May-15-09  Fanacas: Yes the tarrasch also has many intresting side lines you should look into it.
May-15-09  Fanacas: But we are going a little off topic here :P i personally do not use the chigorin defence i most of the time use the klassikel queens gambit declined but it looks intresting to look in.
Nov-05-09
Premium Chessgames Member
  parisattack: <Akavall: Has Chigorin been 'refuted' at the top level at least for now? I don't see any Top level GMs using it any more, in other words Morozevich stoped using it ;). If so what line is considered to be the strongest for white? I am just curious, I will still play the Chigorin.>

Four years after the above post it's still under a cloud, apparently. Morozevich did write a book on it - after he stopped playing it.

Does anyone know particular games or lines which sent it back into slumber? I've been revisting the defence of late.

Also - Other books on it, please? ---

QGD Tchigorin - Soltis
QG Chigorin Defence - Watson
How to Play the Chigori Defense in the QGD - Schiller

Tchigorin Defense - Chess Digest
Chigorin Defense - Bronznic
The Chigorin According to Morozevich

(It is also covered in a few 1. ...Nc6 Repertoire books.)

Feb-15-10  waddayaplay: It's amazing that the Chigorin was "invented" by Chigorin who was then basically the only one to play it until the 1920s.

The fact that few GMs play it today does not mean much. Kasparov has said something similar to the Chigorin being ridiculous, but objectively it is hardly less sound than the King's Indian.

One main important thing with the Chigorin is that is results in position quite unique compared to other openings: emphasize on the knights and piece play; putting pieces in front of the pawns, instead of pushing pawns and putting pieces behind them.

This does not mean the the opening is unsound. Just think how much theory was necessary to make the King's Indian playable. I bet if Fischer had played the Chigorin, Kasparov would have played it too -- with good results.

A possible combo for the black player who plays Chigorin against 1.d4 is to play French, Tarrasch, Guimard Main line (C04) against 1.e4. Also something of a surprise, and also not an unsound opening.

Apr-10-10
Premium Chessgames Member
  parisattack: <waddayaplay: It's amazing that the Chigorin was "invented" by Chigorin who was then basically the only one to play it until the 1920s. The fact that few GMs play it today does not mean much.
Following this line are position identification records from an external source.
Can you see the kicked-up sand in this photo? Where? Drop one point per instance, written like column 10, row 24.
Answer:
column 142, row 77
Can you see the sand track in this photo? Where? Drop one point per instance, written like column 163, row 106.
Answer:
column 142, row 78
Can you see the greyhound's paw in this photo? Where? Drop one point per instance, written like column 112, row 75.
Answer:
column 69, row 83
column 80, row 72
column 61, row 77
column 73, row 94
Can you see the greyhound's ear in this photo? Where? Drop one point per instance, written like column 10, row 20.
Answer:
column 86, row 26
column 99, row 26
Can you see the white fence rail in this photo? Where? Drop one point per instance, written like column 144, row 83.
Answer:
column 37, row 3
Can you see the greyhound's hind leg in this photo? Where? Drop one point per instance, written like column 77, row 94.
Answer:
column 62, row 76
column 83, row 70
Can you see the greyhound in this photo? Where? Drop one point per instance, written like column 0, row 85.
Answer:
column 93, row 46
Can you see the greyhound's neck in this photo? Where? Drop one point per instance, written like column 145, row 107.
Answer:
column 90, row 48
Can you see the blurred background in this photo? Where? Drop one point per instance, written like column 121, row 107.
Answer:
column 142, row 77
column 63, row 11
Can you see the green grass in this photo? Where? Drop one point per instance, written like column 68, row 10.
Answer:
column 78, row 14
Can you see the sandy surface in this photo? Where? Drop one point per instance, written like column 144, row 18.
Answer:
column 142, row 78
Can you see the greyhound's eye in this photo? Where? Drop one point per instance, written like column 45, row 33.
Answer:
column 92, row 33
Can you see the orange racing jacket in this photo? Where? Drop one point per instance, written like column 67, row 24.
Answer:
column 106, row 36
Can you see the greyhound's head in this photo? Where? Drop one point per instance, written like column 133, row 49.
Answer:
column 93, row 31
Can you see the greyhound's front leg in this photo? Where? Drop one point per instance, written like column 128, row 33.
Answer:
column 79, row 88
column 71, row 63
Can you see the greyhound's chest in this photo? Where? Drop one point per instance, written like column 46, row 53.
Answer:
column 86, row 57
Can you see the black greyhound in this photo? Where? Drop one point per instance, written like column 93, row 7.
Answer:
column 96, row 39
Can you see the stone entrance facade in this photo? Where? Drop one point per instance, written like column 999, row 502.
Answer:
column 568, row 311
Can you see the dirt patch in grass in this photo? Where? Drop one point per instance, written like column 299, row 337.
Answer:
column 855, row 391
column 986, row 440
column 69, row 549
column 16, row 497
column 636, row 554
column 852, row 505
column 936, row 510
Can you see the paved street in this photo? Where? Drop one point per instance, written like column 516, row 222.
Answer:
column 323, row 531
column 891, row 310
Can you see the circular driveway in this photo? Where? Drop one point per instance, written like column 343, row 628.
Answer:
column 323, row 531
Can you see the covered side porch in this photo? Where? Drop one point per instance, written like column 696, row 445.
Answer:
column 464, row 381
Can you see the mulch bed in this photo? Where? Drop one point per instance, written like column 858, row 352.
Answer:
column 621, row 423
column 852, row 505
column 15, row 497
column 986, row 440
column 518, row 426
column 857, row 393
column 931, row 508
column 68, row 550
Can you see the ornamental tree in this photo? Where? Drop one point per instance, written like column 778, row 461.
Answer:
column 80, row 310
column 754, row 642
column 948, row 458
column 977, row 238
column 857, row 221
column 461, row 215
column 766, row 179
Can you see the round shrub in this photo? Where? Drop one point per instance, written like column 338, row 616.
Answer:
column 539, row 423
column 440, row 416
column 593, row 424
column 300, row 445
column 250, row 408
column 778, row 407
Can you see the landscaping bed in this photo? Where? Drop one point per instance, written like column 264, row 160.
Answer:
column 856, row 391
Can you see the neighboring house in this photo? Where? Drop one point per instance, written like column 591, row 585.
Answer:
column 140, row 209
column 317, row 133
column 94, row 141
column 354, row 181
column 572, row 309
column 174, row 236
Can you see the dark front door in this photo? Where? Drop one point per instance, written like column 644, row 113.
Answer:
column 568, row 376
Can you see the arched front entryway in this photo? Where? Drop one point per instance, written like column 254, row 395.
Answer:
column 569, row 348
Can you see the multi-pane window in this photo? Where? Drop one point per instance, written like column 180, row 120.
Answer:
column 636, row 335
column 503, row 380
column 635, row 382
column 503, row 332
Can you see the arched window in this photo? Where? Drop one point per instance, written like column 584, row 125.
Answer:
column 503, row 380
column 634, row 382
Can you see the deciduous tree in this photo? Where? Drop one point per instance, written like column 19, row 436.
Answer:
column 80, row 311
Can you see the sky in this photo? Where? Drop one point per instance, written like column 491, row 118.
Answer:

Kasparov has said something similar to the Chigorin being ridiculous, but objectively it is hardly less sound than the King's Indian.

One main important thing with the Chigorin is that is results in position quite unique compared to other openings: emphasize on the knights and piece play; putting pieces in front of the pawns, instead of pushing pawns and putting pieces behind them.

This does not mean the the opening is unsound. Just think how much theory was necessary to make the King's Indian playable. I bet if Fischer had played the Chigorin, Kasparov would have played it too -- with good results.

A possible combo for the black player who plays Chigorin against 1.d4 is to play French, Tarrasch, Guimard Main line (C04) against 1.e4. Also something of a surprise, and also not an unsound opening.>

All true, IMHO. Although the KID almost certainly has more strategic depth than the Chigorin.

1. ...Nc6 as a defensive 'system' has always fascinated me - Chigorin, French Guimard, Nimzovitch, Tango, Bogo Defence. There are three repertoire books which explore that possibility: Chess University's 1....Nc6. A Complete Defense for Black by Keene and Jacobs and the Everyman Play 1. ...Nc6! by Wisnewski.

Jun-20-10  waddayaplay: <All true, IMHO. Although the KID almost certainly has more strategic depth than the Chigorin.> Ok, agreed :)
Dec-19-11  Penguincw: Opening of the Day

Queen's Gambit Declined, Chigorin Defense
1.d4 d5 2.c4 Nc6


click for larger view

Jul-09-12  e4 resigns: 3.e4 is sometimes played.